Assume $x+y+z>0$, else the inequality is easy. Do some rearranging: \begin{align*}(1-x)(1-y)(1-z)\leq1-\sum\frac{x}{y+z+1}&=\sum\left(\frac{x}{x+y+z}-\frac{x}{y+z+1}\right) \\ &= \frac{1}{x+y+z}\sum\frac{x(1-x)}{y+z+1} \end{align*} Multiplying through by $x+y+z>0$, and moving everything to one side gives $$\sum x(1-x)\left[\frac{1}{y+z+1}-(1-y)(1-z)\right]\geq0.$$ Now it's just AM-GM: $$1=\frac{(1-y)+(1-z)+(y+z+1)}{3}\geq\sqrt[3]{(1-y)(1-z)(y+z+1)},$$ so $\frac{1}{y+z+1}\geq(1-y)(1-z)$, which implies the result.

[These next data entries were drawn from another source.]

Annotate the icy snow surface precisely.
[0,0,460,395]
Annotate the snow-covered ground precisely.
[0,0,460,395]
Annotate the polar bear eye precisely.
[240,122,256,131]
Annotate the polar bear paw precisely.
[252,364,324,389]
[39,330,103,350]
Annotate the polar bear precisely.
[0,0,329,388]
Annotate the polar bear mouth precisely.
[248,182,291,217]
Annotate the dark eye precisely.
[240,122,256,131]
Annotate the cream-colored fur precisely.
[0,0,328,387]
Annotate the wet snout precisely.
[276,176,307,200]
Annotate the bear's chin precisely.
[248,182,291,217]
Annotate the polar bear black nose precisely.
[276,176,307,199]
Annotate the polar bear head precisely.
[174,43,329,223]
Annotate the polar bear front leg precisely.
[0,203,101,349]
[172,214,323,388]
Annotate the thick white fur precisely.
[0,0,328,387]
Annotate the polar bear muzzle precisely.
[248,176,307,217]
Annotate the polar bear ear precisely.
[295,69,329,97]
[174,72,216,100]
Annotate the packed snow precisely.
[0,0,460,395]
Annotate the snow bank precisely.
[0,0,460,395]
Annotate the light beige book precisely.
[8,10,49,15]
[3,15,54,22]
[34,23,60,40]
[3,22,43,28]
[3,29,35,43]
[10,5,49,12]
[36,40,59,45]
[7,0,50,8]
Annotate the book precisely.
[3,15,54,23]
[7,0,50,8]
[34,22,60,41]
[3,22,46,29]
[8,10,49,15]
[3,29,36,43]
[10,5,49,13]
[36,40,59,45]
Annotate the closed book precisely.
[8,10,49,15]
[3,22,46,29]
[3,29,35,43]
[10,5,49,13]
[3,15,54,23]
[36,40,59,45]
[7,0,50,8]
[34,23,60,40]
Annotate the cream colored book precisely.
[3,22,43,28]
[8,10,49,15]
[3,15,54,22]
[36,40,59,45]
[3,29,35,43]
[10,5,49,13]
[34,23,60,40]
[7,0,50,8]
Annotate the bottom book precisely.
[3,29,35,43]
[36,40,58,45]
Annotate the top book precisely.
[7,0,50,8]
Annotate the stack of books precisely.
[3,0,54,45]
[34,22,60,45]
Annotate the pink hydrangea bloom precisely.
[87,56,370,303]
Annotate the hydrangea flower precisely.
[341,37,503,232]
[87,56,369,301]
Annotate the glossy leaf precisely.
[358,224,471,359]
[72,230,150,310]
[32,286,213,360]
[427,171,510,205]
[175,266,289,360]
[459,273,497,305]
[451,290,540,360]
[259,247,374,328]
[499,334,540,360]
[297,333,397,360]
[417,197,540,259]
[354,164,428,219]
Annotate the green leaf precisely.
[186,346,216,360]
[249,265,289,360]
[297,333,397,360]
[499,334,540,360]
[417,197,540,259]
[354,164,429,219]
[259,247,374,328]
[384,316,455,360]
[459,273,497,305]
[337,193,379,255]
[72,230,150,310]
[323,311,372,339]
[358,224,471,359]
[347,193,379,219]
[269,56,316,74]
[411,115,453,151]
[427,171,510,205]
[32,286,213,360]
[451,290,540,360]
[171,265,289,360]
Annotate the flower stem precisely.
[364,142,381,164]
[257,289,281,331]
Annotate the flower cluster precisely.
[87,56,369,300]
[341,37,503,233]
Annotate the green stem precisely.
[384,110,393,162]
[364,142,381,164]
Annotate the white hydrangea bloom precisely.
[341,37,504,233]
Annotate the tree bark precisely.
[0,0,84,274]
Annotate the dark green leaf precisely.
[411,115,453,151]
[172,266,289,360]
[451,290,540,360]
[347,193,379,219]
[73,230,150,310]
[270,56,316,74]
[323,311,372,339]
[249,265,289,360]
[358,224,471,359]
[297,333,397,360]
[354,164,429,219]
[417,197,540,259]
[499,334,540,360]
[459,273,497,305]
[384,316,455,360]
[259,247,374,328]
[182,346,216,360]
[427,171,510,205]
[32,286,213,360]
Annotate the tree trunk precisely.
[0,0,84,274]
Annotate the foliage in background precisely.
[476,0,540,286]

Show $ \ \dfrac{x}{y+z+1}+\dfrac{y}{z+x+1}+\dfrac{z}{x+y+1} \leq 1-(1-x)(1-y)(1-z)$

WLOG, $x \geq y \geq z$

Then $ \ \dfrac{y}{z+x+1} \leq \dfrac{y}{y+z+1} \ $ and $ \ \dfrac{z}{x+y+1} \leq \dfrac{z}{y+z+1}$

So LHS $\leq \dfrac{x+y+z}{y+z+1}$ and hence it suffices to show,

$(1-x)(1-y)(1-z) \leq 1 - \dfrac{x+y+z}{y+z+1} = \dfrac{1-x}{y+z+1}$

or it suffices to show $(1-y)(1-z) \leq \dfrac{1}{(1+y)(1+z)} \ $
[as $ \ \dfrac{1}{(1+y)(1+z)} \leq \dfrac{1}{y+z+1}$]

or to show that $(1-y^2)(1-z^2) \leq 1 \ $ which is obviously true.